Further, he said, “I am way in the closet and I wish to be out, but my Religious Homophobic Parents are holding me back.”

I am very sorry about that. I do not know you or your family, but I realize that it must be hard when parents who love you do not really know who you are. I sense you are Internet savvy and can find groups who can help you. Be assured, you are not the first and you are not alone. There are other young guys in your same situation. Hold close to your family, as they are all you have. But work toward your independence to become the man you want to be.

This young guy continues, “I want a pair of boots badly, but they don’t look right on me and not to mention my parents would be in constant question mode.”

The question about how boots look on a person is a matter of self-perception. Perhaps boots he has tried have not been to his liking. Perhaps he is concerned about the perception or comments from others. Young people notice everything, and it is unfortunate but quite common that they will made snide remarks. I hate to say it, but it is all part of growing up. Place those comments in the virtual trash can and choose boots that you like and fit well. Then stand tall, smile, and walk with confidence. Expect derision, which is a frequent teenage custom, but just hold your head high and hold your tongue. Soon, if they don’t get a reaction from you, they will move on to pick on someone else.

I observe that parents who care about their children are always in constant question mode. It indicates that they are interested in you, which is a much better place to be than to be ignored. I remember when I was about 14 and wanted a pair of Frye Boots badly. I went to my Mom to ask for her help to get them. I had saved money from mowing lawns and doing odd jobs, but I needed her to drive me to the store so I could try them on.

I asked, and of course my Mom said, “why do you want those boots?” (sorta with a mutter, “of all things!”) I had prepared for that question. I decided not to say, “all the guys in school wear them” to which my Mom would undoubtedly have replied, “so if they all jumped off a cliff, would you jump with them?” [This is a perennial parental come-back to ‘all my friends do this or have that’].

Instead, I remember that I explained to my Mom about what I liked about the boots and how well they were made. I framed my answer that such good quality boots would last a long time (they have! I still have 12 pairs!) I think I remember explaining all of the characteristics about the stitching, leather soles, quality of leather, and so forth. I based my argument on quality and durability, rather than on just wants and desires. My Mom listened, and said, “okay.” Off we went, and I got my Fryes. (Remember, back in the 70s, Frye Boots were made in the U.S. from quality materials, instead of how cheaply they are made now in China via a company that owns the Frye brand name.)
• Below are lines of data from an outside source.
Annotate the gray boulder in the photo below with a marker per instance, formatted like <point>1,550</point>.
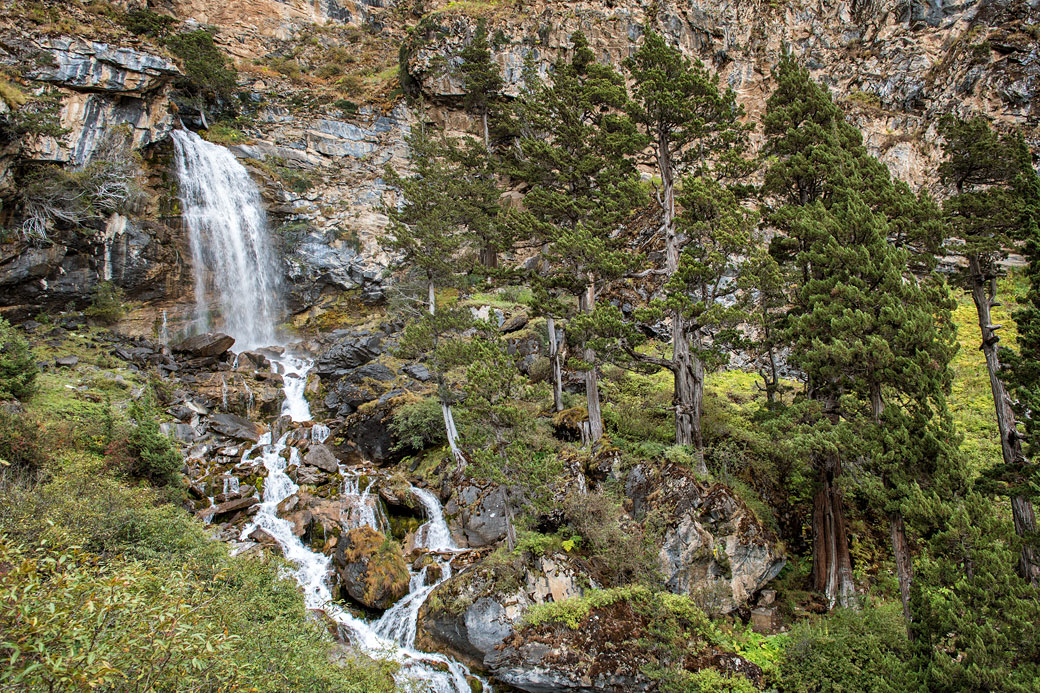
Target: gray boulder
<point>715,549</point>
<point>234,427</point>
<point>209,343</point>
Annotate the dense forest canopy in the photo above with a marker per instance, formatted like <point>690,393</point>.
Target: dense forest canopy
<point>653,393</point>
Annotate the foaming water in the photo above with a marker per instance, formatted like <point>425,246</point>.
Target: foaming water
<point>393,635</point>
<point>235,272</point>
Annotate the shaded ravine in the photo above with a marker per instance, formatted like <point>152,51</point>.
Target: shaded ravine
<point>238,290</point>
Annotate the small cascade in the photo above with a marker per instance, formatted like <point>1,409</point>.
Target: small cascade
<point>293,370</point>
<point>393,635</point>
<point>320,433</point>
<point>164,333</point>
<point>365,508</point>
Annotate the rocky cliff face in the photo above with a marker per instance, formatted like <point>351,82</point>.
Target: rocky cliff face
<point>895,66</point>
<point>320,108</point>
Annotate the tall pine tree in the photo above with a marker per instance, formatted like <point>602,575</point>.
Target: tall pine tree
<point>694,130</point>
<point>576,157</point>
<point>992,177</point>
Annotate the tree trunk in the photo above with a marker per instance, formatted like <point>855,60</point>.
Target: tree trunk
<point>586,303</point>
<point>452,435</point>
<point>557,371</point>
<point>689,370</point>
<point>983,293</point>
<point>904,565</point>
<point>831,560</point>
<point>449,428</point>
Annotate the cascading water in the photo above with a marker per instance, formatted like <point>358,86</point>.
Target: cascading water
<point>234,263</point>
<point>393,635</point>
<point>237,278</point>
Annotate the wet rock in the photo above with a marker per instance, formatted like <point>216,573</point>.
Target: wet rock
<point>476,513</point>
<point>210,343</point>
<point>321,457</point>
<point>419,371</point>
<point>348,354</point>
<point>371,571</point>
<point>262,538</point>
<point>224,511</point>
<point>235,427</point>
<point>514,324</point>
<point>471,615</point>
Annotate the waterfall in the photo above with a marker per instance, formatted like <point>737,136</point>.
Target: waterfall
<point>393,635</point>
<point>235,272</point>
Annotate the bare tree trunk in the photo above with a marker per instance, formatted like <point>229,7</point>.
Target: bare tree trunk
<point>449,428</point>
<point>831,560</point>
<point>983,293</point>
<point>452,434</point>
<point>557,371</point>
<point>586,303</point>
<point>689,370</point>
<point>897,528</point>
<point>904,565</point>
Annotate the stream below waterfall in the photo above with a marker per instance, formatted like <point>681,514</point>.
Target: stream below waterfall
<point>393,634</point>
<point>238,289</point>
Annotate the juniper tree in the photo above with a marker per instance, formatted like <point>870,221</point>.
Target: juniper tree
<point>426,232</point>
<point>482,79</point>
<point>993,180</point>
<point>575,155</point>
<point>484,84</point>
<point>694,130</point>
<point>867,335</point>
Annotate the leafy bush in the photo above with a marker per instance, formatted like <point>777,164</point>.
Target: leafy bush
<point>419,425</point>
<point>106,304</point>
<point>77,197</point>
<point>20,444</point>
<point>206,68</point>
<point>18,365</point>
<point>145,453</point>
<point>145,22</point>
<point>850,650</point>
<point>130,595</point>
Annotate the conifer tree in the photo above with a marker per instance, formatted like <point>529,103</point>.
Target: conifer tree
<point>867,334</point>
<point>694,130</point>
<point>426,232</point>
<point>484,84</point>
<point>482,79</point>
<point>992,176</point>
<point>576,158</point>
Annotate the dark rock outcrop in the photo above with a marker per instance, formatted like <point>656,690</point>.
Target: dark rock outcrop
<point>209,343</point>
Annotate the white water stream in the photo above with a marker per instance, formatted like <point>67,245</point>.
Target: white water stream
<point>237,279</point>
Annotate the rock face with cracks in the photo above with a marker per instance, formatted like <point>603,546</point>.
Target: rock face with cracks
<point>371,570</point>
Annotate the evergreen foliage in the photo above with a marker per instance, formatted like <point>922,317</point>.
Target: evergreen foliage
<point>18,365</point>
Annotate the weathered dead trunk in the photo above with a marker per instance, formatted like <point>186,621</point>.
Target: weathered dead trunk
<point>831,560</point>
<point>904,565</point>
<point>587,302</point>
<point>449,428</point>
<point>557,370</point>
<point>983,293</point>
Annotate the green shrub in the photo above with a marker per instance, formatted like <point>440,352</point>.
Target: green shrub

The young man continued in his email by saying, “When I move out, I want to start my own boot collection, and hopefully will find a man with similar interests.”

Just take it one step at a time. When you move out, concentrate on becoming an independent person. Work, get an education, pay your bills, keep a roof over your head, and keep moving toward your goals. Sure, buy a pair of boots when you can afford them, but don’t do that if you can’t, or if you would go into debt. There are reasons to carry debt, such as for a mortgage on a home of your own. But there really isn’t a reason to carry a credit card balance over months (or years) just for boots. A home is a “need.” Boots are a “want.” Keep the differences in mind and your financial priorities straight.

Find a man with similar interests? Man, I could blog about that for days. Sure, it is nice if the guy with whom you choose to develop a long-term relationship likes boots, but it is far more important if he is an honest, caring, thoughtful, and financially pragmatic guy. Do it like I did with my partner, who didn’t have a pair of boots to his name when we met: we developed our relationship first, then I introduced him to boots. While he seldom wears them, he will. For me.

In closing, the writer said, “When I see photos of you and your partner, it gives me hope that there is someone out there for me.”

I always believe that there is someone for everyone. It takes time, so don’t push it. It is a totally unscientific observation, but gay guys take more time to find a mate and settle down. I was 35 when I met my guy, but I know in my heart that waiting was the absolute right thing to do, because I met the man who became my heart, my soul, my love, my one-and-only. And my heart didn’t get broken in the meantime.

Thanks for the message — and thanks to all for reading. I know this was long, but there was a lot for me to talk about here!

Life is short: keep the faith (and do it in boots)!